Sunday, November 16 at 11:00am.

Taco Station 4088 Mission Inn Ave Riverside, CA 92501 


Meet at Taco Station for coffee and chat at 10am. Rolling out at 11am and hitting the Riverside Plaza for lunch around 12:30. There's everything from Mexican, Greek, Chinese and American food to eat and plenty of seating.
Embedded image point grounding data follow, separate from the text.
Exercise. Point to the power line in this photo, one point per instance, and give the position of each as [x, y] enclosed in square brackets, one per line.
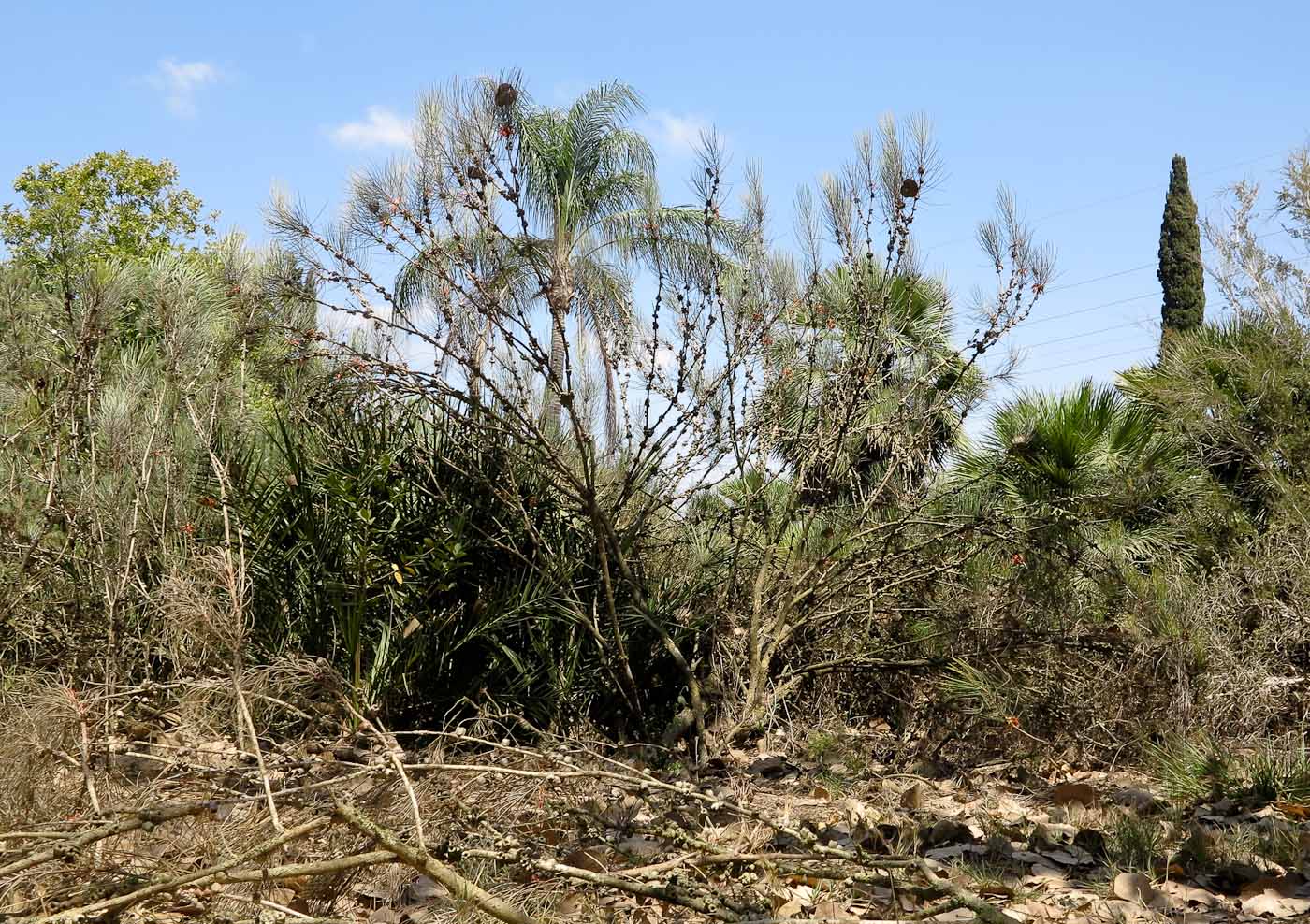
[1139, 268]
[1091, 333]
[1090, 308]
[1084, 361]
[1153, 187]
We are going to try to add in Fairmont Park and Rubidioux Mtn for a more scenic ride with some good photo opportunities.
https://www.facebook.com/events/897870553558478/


----------



## antiquecycles (Nov 6, 2014)

*Can I go?*

1. Is everyone invited or is this for selected individuals only?

2.Does it matter what kind of bicycle I ride?
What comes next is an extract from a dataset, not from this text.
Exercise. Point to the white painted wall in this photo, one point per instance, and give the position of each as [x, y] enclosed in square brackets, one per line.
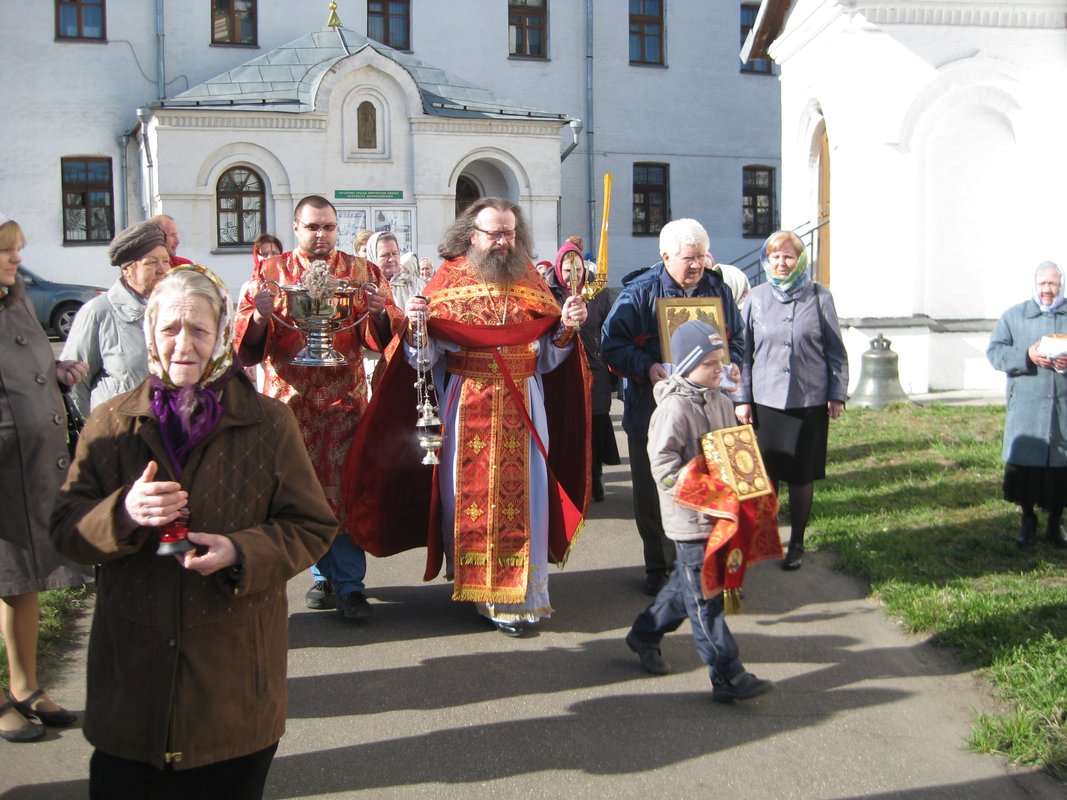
[944, 170]
[698, 113]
3. If I get there early will you have time to inspect my bicycle for road-worthiness?

4. If I get to the restaurant and need a little help with paying for my lunch will you be there to support me?

5. If I break down along the route will you leave a fallin brotha or will you come to my aid?


Please answer each of these questions so we can all make a decision on riding with the Prewar Riverside Riders gang.

-Ugly


----------



## Robertriley (Nov 9, 2014)

*Map for the ride*

Here's the mapped ride.   Lets try to stay together and there will be two little but steep hills and we will regroup after each hill.  Thanks and have fun.




http://www.mapmyride.com/routes/view/add_to_website/578545580#


----------



## Robertriley (Nov 9, 2014)

*Better link*

http://www.mapmyride.com/routes/view/578545580#


----------



## Joe Buffardi (Nov 9, 2014)

*Ride*

right on!


----------



## Robertriley (Nov 13, 2014)

*It's going to be a nice day this Sunday!*

65 degrees at 11am and topping off at 75 after lunch.  Come join us!


----------